As the weather warmed in May 2007, several of the wines in my basement started working again, similar in appearance to a MLF fermentation. I also noticed renewed fermentation in a few older 2005 carboys. I had blended a few wines, and wonder if that contributed to the problem. Can MLF bacteria become airborne? I have even considered sanitizing the area by burning some sulfur sticks. Help!

Joan Deacon
via email

If you read my answer to Mr. Dillon, you’ll already be most of the way towards your own. Spring and summer are ideal times for yeast and bacteria, who may have been mid-ferment when cold winter weather hit, to wake up after a long sleep and begin partying again! I’m sure many of our fellow readers experience this phenomena at some time. Like I told Jeffrey, if this re-fermentation happens when the wine is in bulk storage, I wouldn’t worry because you have plenty of time for the microbes to settle down (i.e. die off) once they’ve finished eating up whatever food source (sugar, malic acid or something else) that you’ve got in your carboys, providing it doesn’t take so long that the wine gets oxidized. If all goes well, you can rack off the sediment when the wine falls bright; it helps to blanket your containers with carbon dioxide gas to retard oxidation if the fermentation isn’t producing enough of its own. Just don’t bottle up a wine before it’s done “finding itself” or you’ll have carbon dioxide, turbidity, popped corks and off-aromas.

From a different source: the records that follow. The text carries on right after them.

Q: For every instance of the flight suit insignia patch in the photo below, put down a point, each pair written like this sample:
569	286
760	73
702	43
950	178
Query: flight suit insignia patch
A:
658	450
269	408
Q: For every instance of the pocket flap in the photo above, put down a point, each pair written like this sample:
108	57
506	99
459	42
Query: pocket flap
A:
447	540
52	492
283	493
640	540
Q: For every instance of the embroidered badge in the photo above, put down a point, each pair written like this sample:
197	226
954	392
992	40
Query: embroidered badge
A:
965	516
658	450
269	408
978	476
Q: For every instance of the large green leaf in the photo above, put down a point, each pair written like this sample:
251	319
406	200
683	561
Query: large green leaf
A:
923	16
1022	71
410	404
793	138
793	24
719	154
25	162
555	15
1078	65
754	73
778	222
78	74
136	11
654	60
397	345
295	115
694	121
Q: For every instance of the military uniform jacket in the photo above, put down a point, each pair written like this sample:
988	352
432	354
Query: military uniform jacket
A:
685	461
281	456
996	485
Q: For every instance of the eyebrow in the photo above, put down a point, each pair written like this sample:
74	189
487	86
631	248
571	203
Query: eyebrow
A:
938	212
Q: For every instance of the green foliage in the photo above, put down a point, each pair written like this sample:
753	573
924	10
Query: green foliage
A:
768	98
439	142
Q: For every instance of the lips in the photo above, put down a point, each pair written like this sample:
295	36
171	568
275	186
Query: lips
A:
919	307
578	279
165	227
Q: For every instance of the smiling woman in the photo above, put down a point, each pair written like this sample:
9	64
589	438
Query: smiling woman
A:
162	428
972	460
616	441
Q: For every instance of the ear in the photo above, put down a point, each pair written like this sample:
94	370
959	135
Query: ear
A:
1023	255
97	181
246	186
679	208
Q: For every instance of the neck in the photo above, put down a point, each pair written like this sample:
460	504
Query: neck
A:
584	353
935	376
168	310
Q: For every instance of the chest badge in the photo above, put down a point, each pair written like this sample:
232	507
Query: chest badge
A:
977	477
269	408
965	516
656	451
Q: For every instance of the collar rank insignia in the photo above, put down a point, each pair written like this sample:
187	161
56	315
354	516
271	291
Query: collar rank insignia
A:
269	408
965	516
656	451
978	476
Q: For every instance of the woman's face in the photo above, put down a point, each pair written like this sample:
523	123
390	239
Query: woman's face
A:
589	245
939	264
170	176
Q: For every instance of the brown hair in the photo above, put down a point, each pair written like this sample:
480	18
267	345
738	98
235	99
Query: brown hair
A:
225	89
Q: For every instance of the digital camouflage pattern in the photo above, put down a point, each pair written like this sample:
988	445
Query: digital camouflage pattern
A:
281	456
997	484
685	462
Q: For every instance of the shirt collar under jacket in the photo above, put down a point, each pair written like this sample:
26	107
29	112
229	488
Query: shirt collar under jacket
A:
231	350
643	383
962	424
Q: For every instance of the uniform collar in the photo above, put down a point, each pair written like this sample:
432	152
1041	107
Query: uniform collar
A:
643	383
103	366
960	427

The fact that your older carboys have renewed some kind of fermentation is interesting and points to either a new microbial infection of some kind (see my notes about Brettanomyces above for one possible culprit) or means that you had some residual sugar or malic acid hanging around. Sending your wines out for residual sugar, malic acid as well as microbial plataing analysis is the only way to be sure. White Labs has a new home-plating kit as well as some yeast detection tools that may be of use. And yes, blending wines (again, see above) can indeed trigger re-fermentations. Picture a sweet wine with an inactive population of yeast being mixed with a dry wine that happened to have a few strong yeast cells left in it and presto, you’ve got bubbles.

As to your question about whether or not malolactic bacteria (like Lactobacillus, Pediococcus or Oenococcus) can be airborne, you bet they can be. In fact, I’d bet my Napa mortgage that you’re breathing some in right now. This is one of the most constant battles we winemakers wage — the constant onslaught of ambient (floating in the environment) yeast, bacteria, molds and fungi that live on the surfaces of our equipment, on our grapes in the vineyard and as a result in our wines. This is, after all, how “native” or “wild” fermentations start — because of the yeast cells naturally present in the air. Don’t go all clean-room on us, however. Not even commercial winemakers try to do that because while we can knock down yeast and bacteria cells to acceptable levels, it’s impossible to eradicate them 100%. Burning sulfur sticks in the air of your winery won’t do much — you’d be better off putting some elbow grease into your cleaning and sanitizing regime and investing time in making sure you’ve got adequate free sulfur dioxide levels in your wines during storage.

We all must come to accept, at some point or another, that rather than kill every last microbe in our wineries (which is impossible, even if you burn the place down) all we can do is try to get to know and live with those that we have. It’s important to control the possible food source, the microbes, and preferably both to avoid unplanned fermentations and microbial infections. Good sanitation, inoculation with known microbes and monitoring your critical fermentation parameters (residual sugar, malic acid levels, % ethanol and mg/L VA) will go a long way toward achieving those aims.